Practice beyond the room
Participants will be encouraged to experiment with applying what they are learning in the spaces they inhabit and bring those experiences back to the group.
Overall commitment
Participants should expect to commit to:
Two 2-day in-person gatherings in Bengaluru at the beginning and end of the year
One full-day in-person gathering each month in Bengaluru
One 1.5 hour online skill-share each month with experienced practitioners
Occasional time for reflection or experimentation between gatherings
Be an informal community of support for each other after the year ends
Practical Details
Location: Bengaluru (exact location will be shared over email)
Group size: 15 people
Language: The primary language used in the space will be English, while recognising that people may move between languages informally during conversations.
Contribution (sliding scale): ₹6,000, ₹9,500, ₹12,500 (payment plan available)
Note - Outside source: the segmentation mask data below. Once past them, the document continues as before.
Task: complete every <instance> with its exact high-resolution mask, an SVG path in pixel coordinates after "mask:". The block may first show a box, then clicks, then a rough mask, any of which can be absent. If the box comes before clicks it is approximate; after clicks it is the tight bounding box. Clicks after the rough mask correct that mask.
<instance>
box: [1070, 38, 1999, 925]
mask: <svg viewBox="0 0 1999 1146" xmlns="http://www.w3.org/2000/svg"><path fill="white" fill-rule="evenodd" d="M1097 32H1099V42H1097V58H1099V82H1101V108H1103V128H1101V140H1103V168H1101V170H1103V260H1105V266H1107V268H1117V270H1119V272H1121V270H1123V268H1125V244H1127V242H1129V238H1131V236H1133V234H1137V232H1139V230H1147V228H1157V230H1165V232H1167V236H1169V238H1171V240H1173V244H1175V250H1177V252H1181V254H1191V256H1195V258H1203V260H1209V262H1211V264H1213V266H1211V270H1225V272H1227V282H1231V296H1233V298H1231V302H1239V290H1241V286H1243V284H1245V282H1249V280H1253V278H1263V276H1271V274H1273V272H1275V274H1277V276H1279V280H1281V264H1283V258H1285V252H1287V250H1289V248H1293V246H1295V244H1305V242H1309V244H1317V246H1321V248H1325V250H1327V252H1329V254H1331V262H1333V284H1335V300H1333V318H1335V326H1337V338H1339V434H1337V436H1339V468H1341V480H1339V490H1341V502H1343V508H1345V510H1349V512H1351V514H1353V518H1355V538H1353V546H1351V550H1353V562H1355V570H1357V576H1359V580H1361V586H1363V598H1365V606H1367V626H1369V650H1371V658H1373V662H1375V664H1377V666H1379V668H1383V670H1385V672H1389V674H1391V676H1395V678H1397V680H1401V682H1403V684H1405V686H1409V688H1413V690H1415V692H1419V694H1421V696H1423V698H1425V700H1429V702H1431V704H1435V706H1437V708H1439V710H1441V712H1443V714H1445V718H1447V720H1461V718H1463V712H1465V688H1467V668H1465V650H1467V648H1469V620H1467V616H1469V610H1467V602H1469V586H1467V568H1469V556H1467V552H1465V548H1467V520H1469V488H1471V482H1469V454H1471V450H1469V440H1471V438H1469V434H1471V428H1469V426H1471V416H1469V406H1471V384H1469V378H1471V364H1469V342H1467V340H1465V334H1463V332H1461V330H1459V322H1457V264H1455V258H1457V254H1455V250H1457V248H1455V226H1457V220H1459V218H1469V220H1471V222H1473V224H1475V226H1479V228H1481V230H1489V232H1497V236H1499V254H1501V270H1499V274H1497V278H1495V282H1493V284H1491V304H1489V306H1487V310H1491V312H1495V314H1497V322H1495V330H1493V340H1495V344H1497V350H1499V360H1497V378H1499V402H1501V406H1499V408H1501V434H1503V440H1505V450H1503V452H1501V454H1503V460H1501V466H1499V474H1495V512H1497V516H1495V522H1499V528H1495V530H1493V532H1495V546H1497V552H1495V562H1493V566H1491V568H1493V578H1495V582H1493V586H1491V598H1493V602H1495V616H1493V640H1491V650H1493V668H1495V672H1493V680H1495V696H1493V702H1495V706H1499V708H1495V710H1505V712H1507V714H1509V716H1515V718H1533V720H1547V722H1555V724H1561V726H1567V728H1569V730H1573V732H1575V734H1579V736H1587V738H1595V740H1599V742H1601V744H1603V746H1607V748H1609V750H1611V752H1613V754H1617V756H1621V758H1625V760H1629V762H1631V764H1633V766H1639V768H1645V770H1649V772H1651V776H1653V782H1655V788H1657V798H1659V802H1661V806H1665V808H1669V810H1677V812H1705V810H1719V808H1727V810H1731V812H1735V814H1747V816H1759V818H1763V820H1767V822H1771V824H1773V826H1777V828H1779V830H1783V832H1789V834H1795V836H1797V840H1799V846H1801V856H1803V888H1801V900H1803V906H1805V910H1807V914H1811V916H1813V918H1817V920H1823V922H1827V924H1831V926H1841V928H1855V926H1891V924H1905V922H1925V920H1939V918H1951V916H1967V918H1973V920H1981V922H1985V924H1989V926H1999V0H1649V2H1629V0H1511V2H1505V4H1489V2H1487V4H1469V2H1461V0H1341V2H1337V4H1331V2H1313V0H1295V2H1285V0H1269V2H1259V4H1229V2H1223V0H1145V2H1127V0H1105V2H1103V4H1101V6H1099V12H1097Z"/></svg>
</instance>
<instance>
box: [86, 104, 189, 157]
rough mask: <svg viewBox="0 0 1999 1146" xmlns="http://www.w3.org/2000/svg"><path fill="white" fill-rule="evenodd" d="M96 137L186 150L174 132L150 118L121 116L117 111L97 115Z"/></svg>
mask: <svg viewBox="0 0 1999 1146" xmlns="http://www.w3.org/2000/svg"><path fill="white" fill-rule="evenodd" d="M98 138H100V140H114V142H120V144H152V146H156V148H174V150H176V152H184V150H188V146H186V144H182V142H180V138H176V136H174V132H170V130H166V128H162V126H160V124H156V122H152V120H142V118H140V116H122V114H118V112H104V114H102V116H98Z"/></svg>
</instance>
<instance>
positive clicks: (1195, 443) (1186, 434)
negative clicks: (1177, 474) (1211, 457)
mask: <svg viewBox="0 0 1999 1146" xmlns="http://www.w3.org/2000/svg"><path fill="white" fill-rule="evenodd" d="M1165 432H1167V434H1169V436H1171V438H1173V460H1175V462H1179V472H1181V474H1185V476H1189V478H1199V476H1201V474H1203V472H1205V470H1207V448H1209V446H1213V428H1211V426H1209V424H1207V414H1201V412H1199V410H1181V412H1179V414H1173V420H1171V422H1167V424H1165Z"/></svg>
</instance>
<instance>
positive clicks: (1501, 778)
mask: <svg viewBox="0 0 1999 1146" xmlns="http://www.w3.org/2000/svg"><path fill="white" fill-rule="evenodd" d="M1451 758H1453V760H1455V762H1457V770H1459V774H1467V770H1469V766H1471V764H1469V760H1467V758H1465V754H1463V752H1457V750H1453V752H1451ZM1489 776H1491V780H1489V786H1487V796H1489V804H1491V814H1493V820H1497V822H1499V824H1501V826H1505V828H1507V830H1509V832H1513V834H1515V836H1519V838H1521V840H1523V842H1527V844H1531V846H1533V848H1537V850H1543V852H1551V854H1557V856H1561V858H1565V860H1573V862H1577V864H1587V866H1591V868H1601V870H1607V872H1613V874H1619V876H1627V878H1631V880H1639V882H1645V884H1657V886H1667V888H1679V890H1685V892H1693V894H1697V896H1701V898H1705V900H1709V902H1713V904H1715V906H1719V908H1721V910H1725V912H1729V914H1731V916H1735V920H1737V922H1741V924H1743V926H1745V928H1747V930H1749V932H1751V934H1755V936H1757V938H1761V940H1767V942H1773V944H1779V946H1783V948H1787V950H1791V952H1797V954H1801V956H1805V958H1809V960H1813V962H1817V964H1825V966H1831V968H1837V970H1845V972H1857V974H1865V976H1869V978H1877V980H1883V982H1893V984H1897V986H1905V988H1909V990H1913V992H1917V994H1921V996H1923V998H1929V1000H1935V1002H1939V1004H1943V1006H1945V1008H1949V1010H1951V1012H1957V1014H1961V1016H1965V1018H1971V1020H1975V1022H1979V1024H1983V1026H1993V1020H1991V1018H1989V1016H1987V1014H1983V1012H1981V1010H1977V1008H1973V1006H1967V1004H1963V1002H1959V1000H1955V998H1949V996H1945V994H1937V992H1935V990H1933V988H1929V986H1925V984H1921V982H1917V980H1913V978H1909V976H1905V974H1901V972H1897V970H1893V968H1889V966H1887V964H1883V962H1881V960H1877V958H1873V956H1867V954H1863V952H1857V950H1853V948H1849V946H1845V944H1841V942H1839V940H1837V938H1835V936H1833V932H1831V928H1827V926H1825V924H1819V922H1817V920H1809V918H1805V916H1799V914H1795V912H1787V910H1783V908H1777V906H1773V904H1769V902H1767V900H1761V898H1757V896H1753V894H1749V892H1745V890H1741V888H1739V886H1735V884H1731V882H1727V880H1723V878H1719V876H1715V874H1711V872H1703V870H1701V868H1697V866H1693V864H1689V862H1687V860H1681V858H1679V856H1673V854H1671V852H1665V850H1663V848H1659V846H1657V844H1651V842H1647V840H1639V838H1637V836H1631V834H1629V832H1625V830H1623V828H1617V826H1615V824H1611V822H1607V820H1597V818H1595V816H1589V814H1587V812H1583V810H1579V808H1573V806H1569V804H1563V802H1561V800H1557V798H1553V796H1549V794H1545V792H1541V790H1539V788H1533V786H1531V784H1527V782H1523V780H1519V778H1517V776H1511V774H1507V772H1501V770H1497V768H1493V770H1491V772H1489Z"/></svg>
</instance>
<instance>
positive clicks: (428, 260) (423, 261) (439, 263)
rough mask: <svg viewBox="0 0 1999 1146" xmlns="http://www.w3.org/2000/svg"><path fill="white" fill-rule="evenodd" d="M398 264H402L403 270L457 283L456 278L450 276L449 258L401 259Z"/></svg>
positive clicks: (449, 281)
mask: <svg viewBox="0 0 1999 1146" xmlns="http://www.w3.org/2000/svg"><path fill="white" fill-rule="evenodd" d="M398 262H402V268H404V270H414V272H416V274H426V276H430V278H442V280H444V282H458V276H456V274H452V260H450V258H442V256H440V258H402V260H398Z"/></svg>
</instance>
Five full-scholarship spots are available.
Gathering Dates
May 2 & 3, 2026 - Opening gathering
June 7, 2026
July 5, 2026
August 2, 2026
September 6, 2026
October 4, 2026
October 31, 2026 (Saturday - note this is not on a Sunday)
December 6, 2026
January 3, 2027
February 7, 2027
March 7, 2027
April 3 & 4, 2027 – Closing gathering
Who We Are
Alternative Justice
Alternative Justice is a transnational collective of practitioners supporting people, organisations & movements in the work of conflict, harm and repair.
Dee
Dee (they/them) is a facilitator and practitioner of restorative and transformative justice based in India. They support individuals, communities, organisations, and movement spaces to navigate conflict, address harm, and build relationships rooted in care and accountability. Dee initiated Alternative Justice in 2020. Their practice has included facilitating restorative circles and reintegration processes with young people involved in the juvenile justice system in Bengaluru, supporting community responses to intimate partner harm and gender-based violence, and building infrastructures for conflict transformation and collective care within feminist organisations and movement networks in India and beyond.
Aki
Aki Krishnamurthy is an empowerment space holder, mover/dancer, experienced group facilitator, who centers an embodied approach to collective transformation towards social justice. She uses approaches like theatre of the oppressed, dance/movement and somatics to reflect on racism, gender relations, decolonization and transformative justice in various contexts (Germany, Colombia, Argentina, India). She is convinced that personal, social, and political change must be conceived by and with the body.
Ameya
Ameya (he/they) is a researcher based in Bengaluru working on policing, prisons and the justice system from an abolitionist and a transformative justice lens. He tries to engage with questions of power, violence and conflicts in progressive workspaces, within people's movements and in academia. He is also interested in working on the idea of chosen families, friendships and communities that challenge the hegemony of existing normative units (marriage, family, caste, other parochial and supremacist groupings) that the society and the state is built on and thinking of ways to create alternatives to this.